Engineer for the future of Cloud
June 10-13, 2019
San Jose, CA

Kubernetes is still hard for app developers; let’s fix that

Aaron Schlesinger (Microsoft)
4:45pm5:25pm Wednesday, June 12, 2019
Kubernetes
Location: LL21 C/D
Average rating: ***..
(3.80, 10 ratings)

Level

Intermediate

Prerequisite knowledge

  • Familiarity with cloud computing and some of the major services that cloud vendors offer (e.g., compute, storage, networking, databases)
  • A high-level understanding of containers and container orchestrators

Description

Kubernetes is all the rage these days and for good reason. Among other benefits, app development teams get to use battle-hardened infrastructure to build and deploy containers, use modern tech and practices, and lower their cloud bill. But these days, the journey to Kubernetes is long and hard.

Aaron Schlesinger dives into case studies that reveal the general needs of many app developers. He uses these case studies to build a long list of concepts and technologies you need to learn before you can even think about deploying your apps on Kubernetes. You’ll learn his strategies (and hacks and shortcuts) that teams have used to get up and running faster. Aaron helps you shorten that long list, eases your transition, and makes the day-to-day life of app developers easier on Kubernetes. Gain a holistic view of your team’s needs and how you can help them, and leave with a deep understanding of what your teams need to succeed on Kubernetes, important tools you can use to help them, and how you can use them today to realize the benefits that Kubernetes can bring to your apps right now.

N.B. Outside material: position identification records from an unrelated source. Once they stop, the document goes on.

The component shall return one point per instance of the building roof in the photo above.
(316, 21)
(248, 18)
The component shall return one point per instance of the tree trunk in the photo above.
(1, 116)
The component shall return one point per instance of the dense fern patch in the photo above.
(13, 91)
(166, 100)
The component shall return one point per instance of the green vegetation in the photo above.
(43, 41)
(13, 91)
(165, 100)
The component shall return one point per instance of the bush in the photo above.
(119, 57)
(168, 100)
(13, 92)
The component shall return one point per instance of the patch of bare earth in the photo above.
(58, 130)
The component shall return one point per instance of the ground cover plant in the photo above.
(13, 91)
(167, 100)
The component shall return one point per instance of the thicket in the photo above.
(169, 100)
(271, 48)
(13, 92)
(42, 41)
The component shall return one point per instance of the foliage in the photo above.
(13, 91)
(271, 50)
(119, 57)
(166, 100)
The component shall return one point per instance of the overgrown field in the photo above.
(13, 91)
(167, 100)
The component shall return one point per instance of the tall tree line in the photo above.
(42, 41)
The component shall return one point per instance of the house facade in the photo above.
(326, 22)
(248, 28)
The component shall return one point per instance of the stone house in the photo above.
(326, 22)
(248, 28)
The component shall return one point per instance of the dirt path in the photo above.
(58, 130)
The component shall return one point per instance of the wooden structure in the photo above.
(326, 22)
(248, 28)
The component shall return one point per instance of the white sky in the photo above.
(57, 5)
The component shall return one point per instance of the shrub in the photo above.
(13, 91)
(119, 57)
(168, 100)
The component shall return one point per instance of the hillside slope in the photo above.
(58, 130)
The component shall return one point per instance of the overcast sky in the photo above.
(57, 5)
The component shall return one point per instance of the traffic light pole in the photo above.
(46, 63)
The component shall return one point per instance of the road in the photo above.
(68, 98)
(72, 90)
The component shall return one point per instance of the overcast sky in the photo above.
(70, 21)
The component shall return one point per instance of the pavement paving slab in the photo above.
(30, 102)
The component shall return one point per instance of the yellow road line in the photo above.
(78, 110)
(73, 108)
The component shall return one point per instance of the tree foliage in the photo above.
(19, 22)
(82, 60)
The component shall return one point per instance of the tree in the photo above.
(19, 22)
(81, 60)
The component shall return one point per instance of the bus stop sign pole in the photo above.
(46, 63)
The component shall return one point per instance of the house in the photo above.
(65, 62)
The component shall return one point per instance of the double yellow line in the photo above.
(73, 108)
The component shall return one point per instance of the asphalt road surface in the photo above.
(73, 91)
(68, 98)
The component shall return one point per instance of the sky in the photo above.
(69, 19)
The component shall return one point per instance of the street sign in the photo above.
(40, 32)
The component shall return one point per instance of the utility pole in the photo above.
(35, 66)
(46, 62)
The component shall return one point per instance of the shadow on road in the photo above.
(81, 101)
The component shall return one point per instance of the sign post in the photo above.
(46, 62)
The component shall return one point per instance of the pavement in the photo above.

Photo of Aaron Schlesinger

Aaron Schlesinger

Microsoft

Aaron is a developer advocate at Microsoft Azure and a core maintainer of the Athens Project. Before Athens, he was a core maintainer and chair of the Kubernetes SIG-Service-Catalog and a contributor to various other projects in the Kubernetes community.

He has 15+ years of software engineering experience ranging from frontend design to distributed data systems. He discovered Go around 2013 and Kubernetes in 2015 and hasn’t looked back. He lives in Portland, OR where he and his wife love to run up and down mountains together.